BlackRock’s investment in Securitize is a doubling down on tokenization strategy
The biggest asset management company in the world just helped a blockchain startup it has collaborated with get $47 million in investment.
The capital injection into a tokenization startup it has dealt with previously suggests the world’s biggest asset management firm is ready to go further into the tokenization market.
The companies said on Wednesday that Securitize, which aims to integrate real and conventional financial assets onto the blockchain, has raised $47 million in investment, with BlackRock leading the round.

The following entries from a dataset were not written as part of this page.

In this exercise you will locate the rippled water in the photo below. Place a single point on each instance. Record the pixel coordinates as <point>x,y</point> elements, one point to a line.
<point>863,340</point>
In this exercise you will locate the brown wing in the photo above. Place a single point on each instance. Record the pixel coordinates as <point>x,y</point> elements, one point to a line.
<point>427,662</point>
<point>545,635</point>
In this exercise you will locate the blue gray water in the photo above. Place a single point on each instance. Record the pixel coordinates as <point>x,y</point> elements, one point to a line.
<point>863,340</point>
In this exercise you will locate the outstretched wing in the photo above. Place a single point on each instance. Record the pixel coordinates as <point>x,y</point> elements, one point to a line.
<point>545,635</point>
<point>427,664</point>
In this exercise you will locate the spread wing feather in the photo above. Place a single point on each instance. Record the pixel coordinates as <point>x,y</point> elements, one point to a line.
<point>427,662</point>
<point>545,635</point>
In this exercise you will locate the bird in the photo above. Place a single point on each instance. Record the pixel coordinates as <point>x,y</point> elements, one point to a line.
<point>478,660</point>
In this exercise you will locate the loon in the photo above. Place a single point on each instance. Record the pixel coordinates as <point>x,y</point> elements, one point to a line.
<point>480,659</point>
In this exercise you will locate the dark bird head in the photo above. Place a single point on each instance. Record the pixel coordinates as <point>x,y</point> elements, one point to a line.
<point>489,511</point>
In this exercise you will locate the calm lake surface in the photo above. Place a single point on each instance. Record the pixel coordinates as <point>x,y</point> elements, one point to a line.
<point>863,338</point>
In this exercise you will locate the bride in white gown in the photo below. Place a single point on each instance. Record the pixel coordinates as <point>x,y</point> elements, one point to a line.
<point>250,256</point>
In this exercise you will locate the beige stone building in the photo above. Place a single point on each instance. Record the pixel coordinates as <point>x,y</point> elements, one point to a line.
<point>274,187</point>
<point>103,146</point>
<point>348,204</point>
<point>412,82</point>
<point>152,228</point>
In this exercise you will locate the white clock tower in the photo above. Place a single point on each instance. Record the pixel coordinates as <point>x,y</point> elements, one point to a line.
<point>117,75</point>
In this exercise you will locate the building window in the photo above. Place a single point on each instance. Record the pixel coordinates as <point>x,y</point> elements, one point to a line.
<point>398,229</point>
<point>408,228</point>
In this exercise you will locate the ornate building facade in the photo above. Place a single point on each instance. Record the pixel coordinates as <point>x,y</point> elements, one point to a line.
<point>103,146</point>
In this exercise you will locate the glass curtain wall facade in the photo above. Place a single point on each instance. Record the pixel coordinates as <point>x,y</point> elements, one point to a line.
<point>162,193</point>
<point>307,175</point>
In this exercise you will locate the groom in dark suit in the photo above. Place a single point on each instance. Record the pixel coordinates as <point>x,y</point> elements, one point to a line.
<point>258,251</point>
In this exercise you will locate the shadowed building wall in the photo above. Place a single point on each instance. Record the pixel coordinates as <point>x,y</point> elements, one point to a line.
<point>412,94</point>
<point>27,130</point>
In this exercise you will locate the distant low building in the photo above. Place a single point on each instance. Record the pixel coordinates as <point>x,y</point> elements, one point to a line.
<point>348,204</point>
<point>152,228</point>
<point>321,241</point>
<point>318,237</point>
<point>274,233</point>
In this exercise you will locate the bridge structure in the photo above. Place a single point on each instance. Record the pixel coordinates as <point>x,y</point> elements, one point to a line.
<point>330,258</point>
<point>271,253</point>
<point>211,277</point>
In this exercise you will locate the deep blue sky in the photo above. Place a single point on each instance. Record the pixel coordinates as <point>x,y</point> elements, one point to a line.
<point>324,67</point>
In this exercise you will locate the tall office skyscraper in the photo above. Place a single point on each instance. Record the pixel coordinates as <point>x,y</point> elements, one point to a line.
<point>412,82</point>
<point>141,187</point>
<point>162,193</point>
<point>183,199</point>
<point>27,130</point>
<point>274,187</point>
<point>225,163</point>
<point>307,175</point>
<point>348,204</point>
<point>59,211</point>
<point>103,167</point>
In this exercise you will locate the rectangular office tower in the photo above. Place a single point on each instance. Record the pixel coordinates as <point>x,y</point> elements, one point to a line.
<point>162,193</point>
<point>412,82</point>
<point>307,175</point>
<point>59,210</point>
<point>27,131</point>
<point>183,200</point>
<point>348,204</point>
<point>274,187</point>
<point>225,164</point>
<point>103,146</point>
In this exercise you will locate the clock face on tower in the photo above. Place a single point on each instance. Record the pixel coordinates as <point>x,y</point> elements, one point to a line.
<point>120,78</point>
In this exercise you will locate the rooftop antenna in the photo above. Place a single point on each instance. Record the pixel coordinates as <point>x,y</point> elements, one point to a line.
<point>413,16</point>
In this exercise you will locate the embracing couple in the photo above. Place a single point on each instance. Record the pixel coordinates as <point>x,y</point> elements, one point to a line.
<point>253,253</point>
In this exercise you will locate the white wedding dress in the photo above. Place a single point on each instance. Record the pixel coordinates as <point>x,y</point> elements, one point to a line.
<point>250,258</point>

Tokenization is becoming more popular among both fintech and conventional banking institutions, which are taking note of the cost savings and increased transparency that blockchain rails may provide. Tokenized assets are “the next generation for markets,” according to BlackRock’s Larry Fink.
There is some familiarity between BlackRock and Securitize at this point. The BlackRock USD Institutional Digital Liquidity Fund, BlackRock’s first tokenized fund, introduced a new option to earn yields in US dollars in March. Through Securitize Markets, eligible investors have the opportunity to subscribe to that fund.

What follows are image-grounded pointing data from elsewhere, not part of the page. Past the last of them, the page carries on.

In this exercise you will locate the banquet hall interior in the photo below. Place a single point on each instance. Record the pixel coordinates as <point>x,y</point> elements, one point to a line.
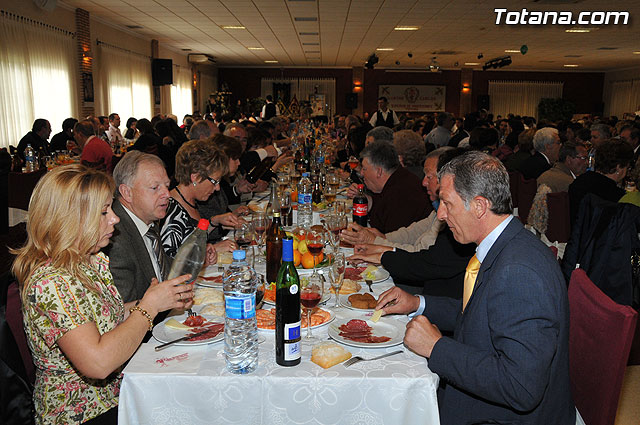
<point>511,68</point>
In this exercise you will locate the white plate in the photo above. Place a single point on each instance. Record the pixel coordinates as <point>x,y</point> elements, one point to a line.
<point>343,299</point>
<point>394,329</point>
<point>210,271</point>
<point>165,334</point>
<point>380,276</point>
<point>326,297</point>
<point>333,316</point>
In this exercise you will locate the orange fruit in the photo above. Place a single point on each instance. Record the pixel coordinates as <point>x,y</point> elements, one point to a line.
<point>307,260</point>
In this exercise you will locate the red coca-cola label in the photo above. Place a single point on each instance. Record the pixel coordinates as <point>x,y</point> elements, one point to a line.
<point>360,210</point>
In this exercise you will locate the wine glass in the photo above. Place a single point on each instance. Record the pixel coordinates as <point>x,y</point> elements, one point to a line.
<point>315,244</point>
<point>337,274</point>
<point>285,207</point>
<point>243,235</point>
<point>330,194</point>
<point>310,296</point>
<point>260,224</point>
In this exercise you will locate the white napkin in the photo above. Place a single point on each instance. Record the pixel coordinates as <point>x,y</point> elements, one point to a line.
<point>176,359</point>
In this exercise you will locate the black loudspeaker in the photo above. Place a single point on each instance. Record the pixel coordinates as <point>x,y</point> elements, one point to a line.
<point>484,102</point>
<point>162,72</point>
<point>351,100</point>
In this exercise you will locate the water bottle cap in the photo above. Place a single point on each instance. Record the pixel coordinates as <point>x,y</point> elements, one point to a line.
<point>203,224</point>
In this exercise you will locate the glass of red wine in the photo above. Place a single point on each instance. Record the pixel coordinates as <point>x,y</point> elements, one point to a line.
<point>260,224</point>
<point>310,296</point>
<point>315,244</point>
<point>285,207</point>
<point>243,235</point>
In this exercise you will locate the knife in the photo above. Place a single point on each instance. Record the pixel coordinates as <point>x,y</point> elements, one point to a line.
<point>166,344</point>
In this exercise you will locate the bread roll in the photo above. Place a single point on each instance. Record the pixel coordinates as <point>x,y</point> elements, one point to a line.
<point>327,354</point>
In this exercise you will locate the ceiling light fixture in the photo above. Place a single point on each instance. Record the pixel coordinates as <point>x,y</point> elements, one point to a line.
<point>580,29</point>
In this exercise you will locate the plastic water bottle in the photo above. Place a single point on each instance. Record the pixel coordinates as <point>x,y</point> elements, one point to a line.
<point>240,327</point>
<point>305,212</point>
<point>190,256</point>
<point>29,159</point>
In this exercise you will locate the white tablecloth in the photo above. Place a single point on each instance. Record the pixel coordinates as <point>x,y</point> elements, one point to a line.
<point>190,385</point>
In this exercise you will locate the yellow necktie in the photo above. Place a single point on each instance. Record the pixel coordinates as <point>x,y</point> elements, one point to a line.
<point>470,280</point>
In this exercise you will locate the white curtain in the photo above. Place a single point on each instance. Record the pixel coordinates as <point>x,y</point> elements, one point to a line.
<point>521,97</point>
<point>181,97</point>
<point>622,97</point>
<point>126,80</point>
<point>303,87</point>
<point>37,75</point>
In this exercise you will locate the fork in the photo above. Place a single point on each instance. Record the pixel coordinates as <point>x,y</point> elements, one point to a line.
<point>356,359</point>
<point>369,282</point>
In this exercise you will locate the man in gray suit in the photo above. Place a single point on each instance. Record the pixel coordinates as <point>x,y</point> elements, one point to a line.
<point>508,359</point>
<point>142,197</point>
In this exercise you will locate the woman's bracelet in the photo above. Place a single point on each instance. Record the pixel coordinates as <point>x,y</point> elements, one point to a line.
<point>144,313</point>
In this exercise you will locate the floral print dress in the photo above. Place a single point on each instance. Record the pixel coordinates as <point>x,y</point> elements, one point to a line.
<point>57,303</point>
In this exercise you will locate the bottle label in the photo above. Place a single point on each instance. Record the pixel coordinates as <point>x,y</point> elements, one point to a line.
<point>292,341</point>
<point>360,210</point>
<point>304,198</point>
<point>240,306</point>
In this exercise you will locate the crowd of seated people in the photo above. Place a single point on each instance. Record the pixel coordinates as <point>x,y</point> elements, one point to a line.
<point>175,174</point>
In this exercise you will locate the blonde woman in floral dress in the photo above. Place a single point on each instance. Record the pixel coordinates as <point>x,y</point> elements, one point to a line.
<point>79,331</point>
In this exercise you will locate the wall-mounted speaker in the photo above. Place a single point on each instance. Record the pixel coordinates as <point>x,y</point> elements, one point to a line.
<point>162,72</point>
<point>484,102</point>
<point>351,100</point>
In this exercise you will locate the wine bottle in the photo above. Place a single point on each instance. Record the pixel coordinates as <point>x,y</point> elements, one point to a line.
<point>360,207</point>
<point>274,238</point>
<point>287,309</point>
<point>258,171</point>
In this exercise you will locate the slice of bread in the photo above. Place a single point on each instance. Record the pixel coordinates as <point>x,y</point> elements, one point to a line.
<point>327,354</point>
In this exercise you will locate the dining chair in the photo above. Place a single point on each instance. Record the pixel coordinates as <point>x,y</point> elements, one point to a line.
<point>558,222</point>
<point>600,335</point>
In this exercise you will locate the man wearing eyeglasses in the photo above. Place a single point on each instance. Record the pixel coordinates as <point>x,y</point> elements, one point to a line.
<point>571,163</point>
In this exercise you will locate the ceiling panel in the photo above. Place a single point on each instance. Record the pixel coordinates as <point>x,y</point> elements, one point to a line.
<point>348,31</point>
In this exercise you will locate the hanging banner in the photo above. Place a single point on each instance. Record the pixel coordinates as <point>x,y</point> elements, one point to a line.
<point>414,98</point>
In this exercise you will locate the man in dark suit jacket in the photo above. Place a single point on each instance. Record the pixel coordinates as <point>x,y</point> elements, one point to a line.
<point>142,188</point>
<point>546,142</point>
<point>508,359</point>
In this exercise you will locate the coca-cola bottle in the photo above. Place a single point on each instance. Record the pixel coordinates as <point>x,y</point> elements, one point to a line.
<point>360,207</point>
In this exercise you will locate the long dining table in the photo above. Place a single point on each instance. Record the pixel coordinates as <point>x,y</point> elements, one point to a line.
<point>191,385</point>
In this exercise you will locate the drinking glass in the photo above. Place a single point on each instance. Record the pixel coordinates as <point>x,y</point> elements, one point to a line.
<point>243,235</point>
<point>315,244</point>
<point>337,274</point>
<point>285,208</point>
<point>310,296</point>
<point>260,224</point>
<point>330,195</point>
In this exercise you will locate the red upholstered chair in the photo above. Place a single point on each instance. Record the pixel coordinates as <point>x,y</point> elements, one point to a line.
<point>526,192</point>
<point>514,179</point>
<point>599,341</point>
<point>558,223</point>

In a statement, Joseph Chalom, BlackRock’s global head of strategic ecosystem alliances, expressed his belief that tokenization might lead to a substantial change in the architecture of the financial markets. “The expansion of our digital assets strategy continues with our investment in Securitize.”
The board of directors of Securitize now includes Chalom. Among the other participants in the $47 million investment round are Tradeweb Markets, ParaFi Capital, and Hamilton Lane.
Hamilton Lane, an investment business specializing in private markets, made one of its equity funds accessible in January 2023 via a Securitize feeder fund tokenized on Polygon.